Science clearly shows the existence of an inner design in living beings and in the origin of species, even if it is not design “from the outside” in respect of particular organisms or their parts. |
He would most likely say that
At the same time Darwin could argue that evolution also takes place through macroevolutive processes; the inducing agent would cause, in those cases, a random change in the regulatory DNA (second level of information), increasing the ability to control, as a unit, operations and functions. The power to bring this about is in the process itself, since it enriches the starting information, thus increasing epigenetic information. The new information, innovation, is thus integrated at the highest level.
To come back to the eye. Each type of animal eye is, indeed, built from existing parts, even with some modifications of them, and integrated by a second level of information that controls the assembly in a unit of function, which makes the individual capable of seeing. The filter is the program designed to construct the eye within the program designed to construct the whole organism. It is not natural selection that is responsible for the construction of an eye.
In this sense, Darwin lost his challenge. He would probably recognize today that his theory is not valid to explain the evolutionary process as a whole.
Science clearly shows the existence of an inner design in living beings and in the origin of species, even if it is not design “from the outside” in respect of particular organisms or their parts. Thus a clear space is open to know in a rational way the Author of this wonderful world.
The origin of men, their freedom and dignity
What would Darwin say today about the origin of men? With today’s knowledge of human biology, especially neuroscience, his assertion that the first men originated from a hominoid ancestor -- the Australopithecus -- would have to be enhanced and completed. He could still account for the peculiarity of this event within the evolution process. The biological sciences show that the emergence of Homo had, as its material cause, a chromosomal rearrangement that increased epigenetic information for building the brain during development.
But human biology shows clearly that we are not confined within pure animal biology. And the mind of a human being remains open to processing information coming from dealing with others along his/her life. The holder of a human body, every man, is free and not confined within either the ecological niche or the present time, as happens with animals; man has the whole world as his niche; he has memory of his past and he may project his future.
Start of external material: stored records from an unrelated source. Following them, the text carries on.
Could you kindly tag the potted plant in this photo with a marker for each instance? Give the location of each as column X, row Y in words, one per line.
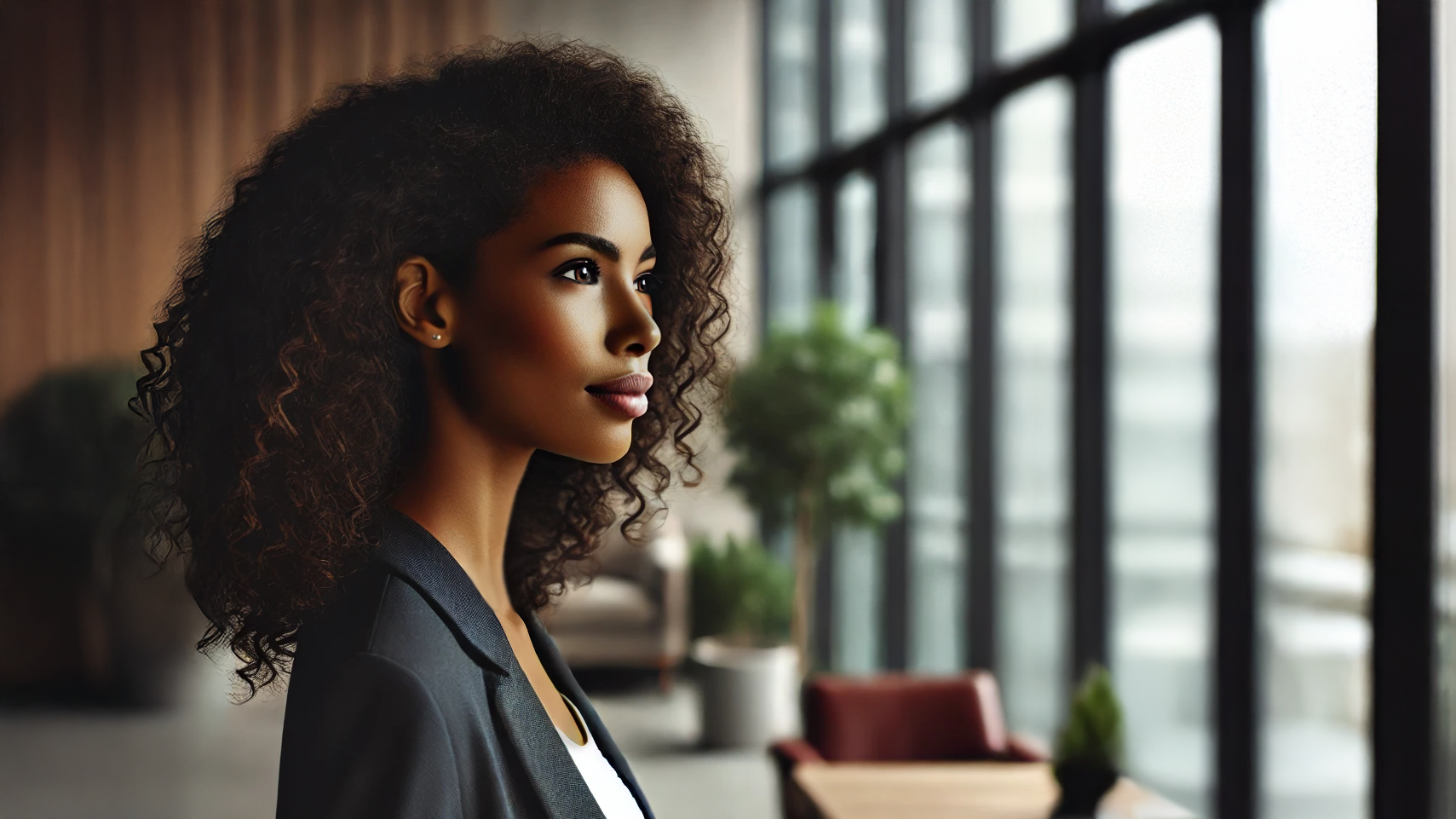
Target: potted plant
column 1090, row 749
column 741, row 603
column 80, row 597
column 817, row 424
The human body is released from the automation of biological processes. This capacity to remain open, or free from confinement within biology, is not caused by an increase of epigenetic information of the human species. On the contrary, the development program of each man is enhanced and empowered with freedom. Each man, not mankind as a whole, is a radical novelty, because he is free.
Where does this freedom come from? The question of the ultimate origin of the personal character of every man, his freedom, his human psyche, cannot be answered relying only on positive sciences. Those who accept that freedom is a gift granted to each man by his Creator, understand that each man has human dignity. Those rejecting the idea of freedom as a gift, however, lack a rational explanation for the fact that man is not submerged in biological determinism.
Natalia López-Moratalla, PhD, and Esteban Santiago, MD, PhD, are both professors of biochemistry at the University of Navarra, Pamplona, Spain.